Commanders and leaders
- Wilhelm List: Konstantinos Bakopoulos

Strength
- 2nd Panzer Division XVIII Army Corps 6th Mountain Division 5th Mountain Division 2 armored divisions 5 infantry divisions 2 independent enhanced infantry regiments 650 aircraft: Eastern Macedonian Army 19th Mechanized Division 14th Infantry Division 18th Infantry Division 5 divisions 188 field artillery pieces 76 anti-tank guns 30 anti-aircraft guns 40 tankettes

Casualties and losses
- 1,400+ killed 192+ missing 2,403+ wounded Total 3,995+: Unknown

= Battle of the Metaxas Line =

Battle of the German invasion of Greece in WW2

The Battle of the Metaxas Line (Kampf um die Metaxas-Linie), also known in Greece as the Battle of the Forts (Μάχη των Οχυρών), was the first battle during the German invasion of Greece in World War II. The Germans succeeded in capturing several individual forts but failed to breach the fortified Metaxas Line in general. The 2nd Panzer division (XVIII Mountain Corps) with an enveloping move crossed the Yugoslavian borders, overcame Yugoslav and Greek resistance and captured Thessaloniki on the 9th of April. The capture of Thessaloniki forced the Greek East Macedonia Army Section to surrender on the 10th of April and the Metaxas Line battle was over. At the time, the Metaxas line was poorly manned, as most of the Greek Army was involved in the Greco-Italian War on the Albanian front.

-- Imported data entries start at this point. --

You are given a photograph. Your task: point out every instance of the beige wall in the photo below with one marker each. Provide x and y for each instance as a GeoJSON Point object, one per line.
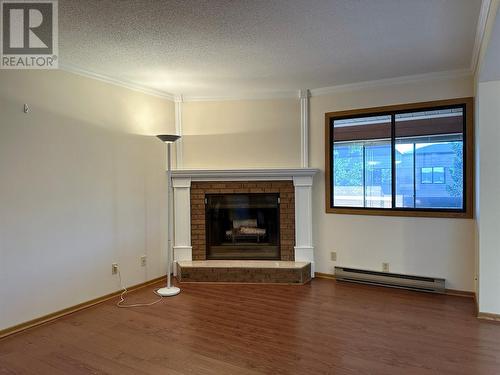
{"type": "Point", "coordinates": [82, 186]}
{"type": "Point", "coordinates": [241, 134]}
{"type": "Point", "coordinates": [488, 194]}
{"type": "Point", "coordinates": [267, 134]}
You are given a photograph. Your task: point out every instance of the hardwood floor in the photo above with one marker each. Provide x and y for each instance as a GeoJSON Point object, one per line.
{"type": "Point", "coordinates": [323, 327]}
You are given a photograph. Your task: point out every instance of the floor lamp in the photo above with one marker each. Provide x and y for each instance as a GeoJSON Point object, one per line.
{"type": "Point", "coordinates": [169, 290]}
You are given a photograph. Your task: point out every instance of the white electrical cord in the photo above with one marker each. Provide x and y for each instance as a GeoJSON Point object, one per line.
{"type": "Point", "coordinates": [125, 291]}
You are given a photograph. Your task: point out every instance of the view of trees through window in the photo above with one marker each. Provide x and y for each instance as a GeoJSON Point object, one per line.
{"type": "Point", "coordinates": [418, 154]}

After the battle, German leaders, including Adolf Hitler, as well as ordinary soldiers, expressed profound admiration for the Greek defenders of the Metaxas Line.

==Prelude==
===Origins of the campaign===
The origins of the battle lie in the Italian invasion of Greece, which took place on 28 October 1940. The failure of the Italian Army to bring a favourable end to this Greek-Italian war, forced the Germans to intervene, with an operation they dubbed Operation Marita.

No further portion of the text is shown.